Княжна Марья пошла опять в сад и под горой у пруда, в том месте, где никто не мог видеть, села на траву. Она не знала, как долго она пробыла там. Чьи то бегущие женские шаги по дорожке заставили ее очнуться. Она поднялась и увидала, что Дуняша, ее горничная, очевидно, бежавшая за нею, вдруг, как бы испугавшись вида своей барышни, остановилась.
– Пожалуйте, княжна… князь… – сказала Дуняша сорвавшимся голосом.
– Сейчас, иду, иду, – поспешно заговорила княжна, не давая времени Дуняше договорить ей то, что она имела сказать, и, стараясь не видеть Дуняши, побежала к дому.
– Княжна, воля божья совершается, вы должны быть на все готовы, – сказал предводитель, встречая ее у входной двери.
– Оставьте меня. Это неправда! – злобно крикнула она на него. Доктор хотел остановить ее. Она оттолкнула его и подбежала к двери. «И к чему эти люди с испуганными лицами останавливают меня? Мне никого не нужно! И что они тут делают? – Она отворила дверь, и яркий дневной свет в этой прежде полутемной комнате ужаснул ее. В комнате были женщины и няня. Они все отстранились от кровати, давая ей дорогу. Он лежал все так же на кровати; но строгий вид его спокойного лица остановил княжну Марью на пороге комнаты.
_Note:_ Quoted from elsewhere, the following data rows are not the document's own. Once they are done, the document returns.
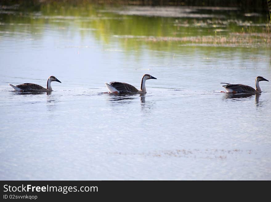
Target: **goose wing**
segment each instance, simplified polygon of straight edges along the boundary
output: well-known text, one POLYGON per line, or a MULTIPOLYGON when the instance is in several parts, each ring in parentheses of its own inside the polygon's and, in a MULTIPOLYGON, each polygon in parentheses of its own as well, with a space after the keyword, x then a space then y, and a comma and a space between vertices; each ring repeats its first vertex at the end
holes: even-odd
POLYGON ((48 91, 47 89, 42 87, 41 85, 34 83, 26 83, 16 86, 25 92, 30 93, 41 93, 47 92, 48 91))
POLYGON ((221 83, 226 84, 227 85, 222 86, 226 88, 230 89, 237 93, 253 93, 257 91, 254 88, 248 85, 243 84, 231 84, 226 83, 221 83))
POLYGON ((138 90, 130 84, 117 81, 110 82, 110 84, 119 92, 119 94, 137 93, 138 90))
«Нет, он не умер, это не может быть! – сказала себе княжна Марья, подошла к нему и, преодолевая ужас, охвативший ее, прижала к щеке его свои губы. Но она тотчас же отстранилась от него. Мгновенно вся сила нежности к нему, которую она чувствовала в себе, исчезла и заменилась чувством ужаса к тому, что было перед нею. «Нет, нет его больше! Его нет, а есть тут же, на том же месте, где был он, что то чуждое и враждебное, какая то страшная, ужасающая и отталкивающая тайна… – И, закрыв лицо руками, княжна Марья упала на руки доктора, поддержавшего ее.
В присутствии Тихона и доктора женщины обмыли то, что был он, повязали платком голову, чтобы не закостенел открытый рот, и связали другим платком расходившиеся ноги. Потом они одели в мундир с орденами и положили на стол маленькое ссохшееся тело. Бог знает, кто и когда позаботился об этом, но все сделалось как бы само собой. К ночи кругом гроба горели свечи, на гробу был покров, на полу был посыпан можжевельник, под мертвую ссохшуюся голову была положена печатная молитва, а в углу сидел дьячок, читая псалтырь.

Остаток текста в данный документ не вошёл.